伊賀市新堂 中川昌三さん(77)
高さ3センチから1メートル近い大小さまざまな実に模様を施すヒョウタン細工を楽しむ愛好家グループ「伊賀愛瓢会」の会長。全国組織「全日本愛瓢会」の展示会にも毎年出品し、入賞を重ねている。材料のヒョウタンは畑で栽培し、「1メートルを超すものを作りたい」と意気込む。
仕事や農業の傍ら、60歳の時に畑でヒョウタン栽培を始めた。当初は苗木3本で3個が実ったが、害虫の影響で良い実は収穫できなかった。翌年、伊賀愛瓢会に入会して先輩から作り方を教わり、少しずつ上達していった。

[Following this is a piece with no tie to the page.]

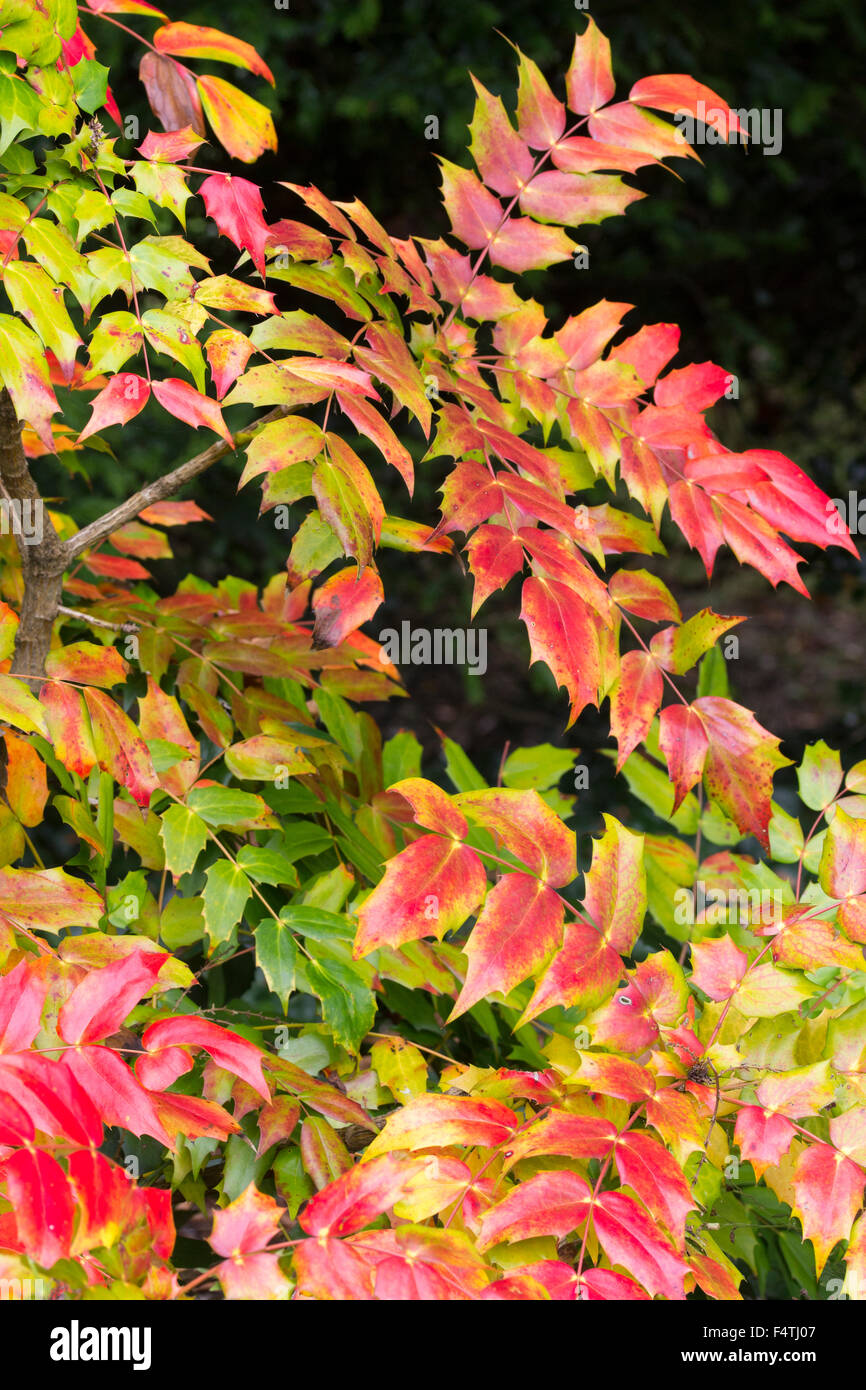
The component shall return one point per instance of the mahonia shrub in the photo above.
(350, 1030)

全日本愛瓢会の展示会には2013年に3点を初出品し、見事金賞を獲得。400点余りの多種多様な作品を目の当たりにし、「あんな作品に挑戦したい」「こんな加工にしたらどうか」など、「帰りの新幹線で考えを巡らせ、創作意欲が高まった」という。
自身の作品は、表面に切り込み加工を施し、幾何学的な凹凸を浮かび上がらせるのが特徴で、龍や観音像などを油性塗料で細かく描いたものも。

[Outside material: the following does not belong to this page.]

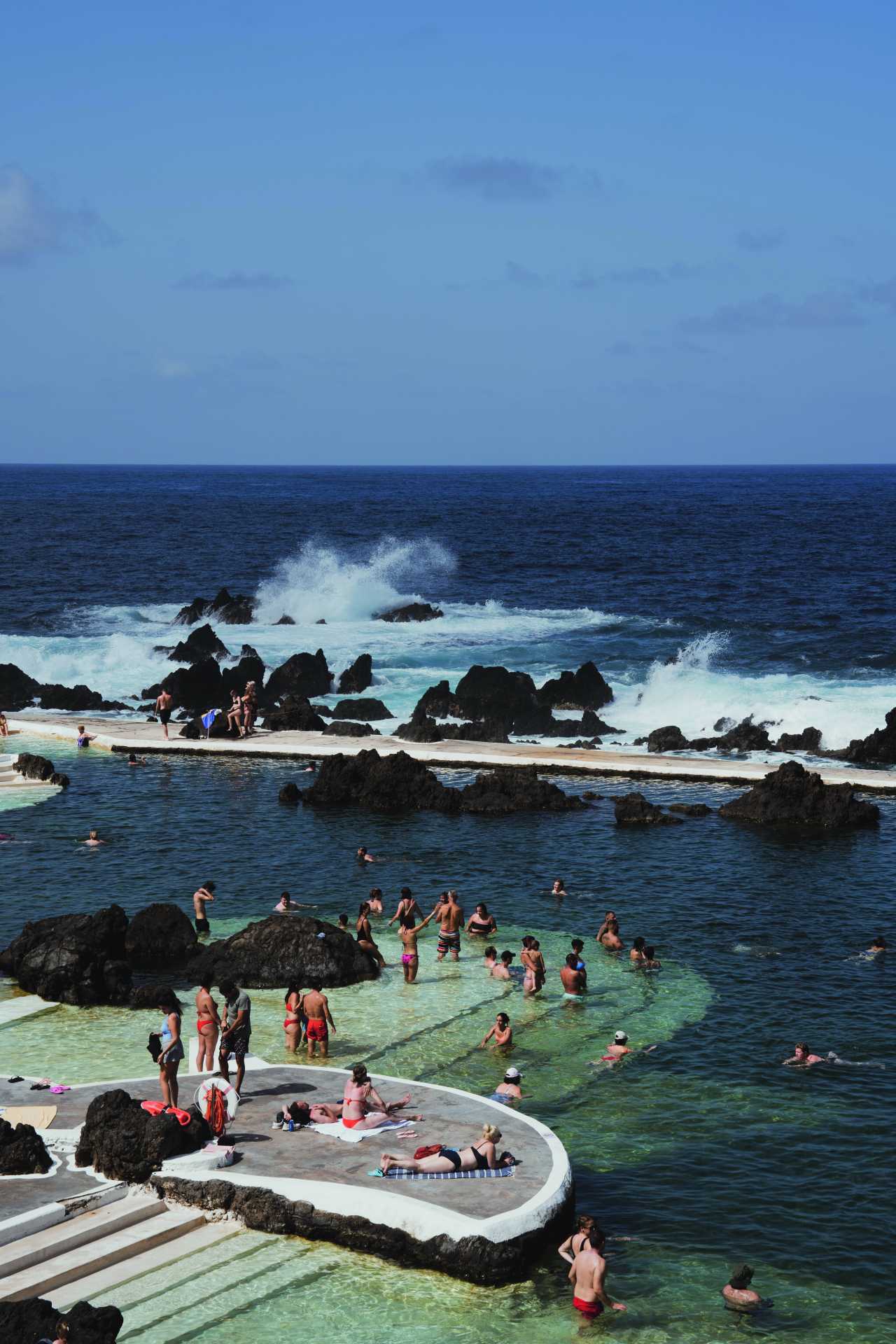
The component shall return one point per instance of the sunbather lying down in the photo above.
(480, 1155)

さまざまな塗料を重ねて水性ペーパーで研ぎ出した作品や、長さ2・4メートルのなぎなた状の大作もある。
4年前に肺がんが見つかり、第2の職場も退職したが、野菜を育てながらヒョウタンの栽培・加工を楽しむ日々。会長として年間計画を立て、月に1回は自宅で加工の指導もしている。「土作りや施肥、苗床作りなどを無理せず頑張り、来年も楽しみたい」と話した。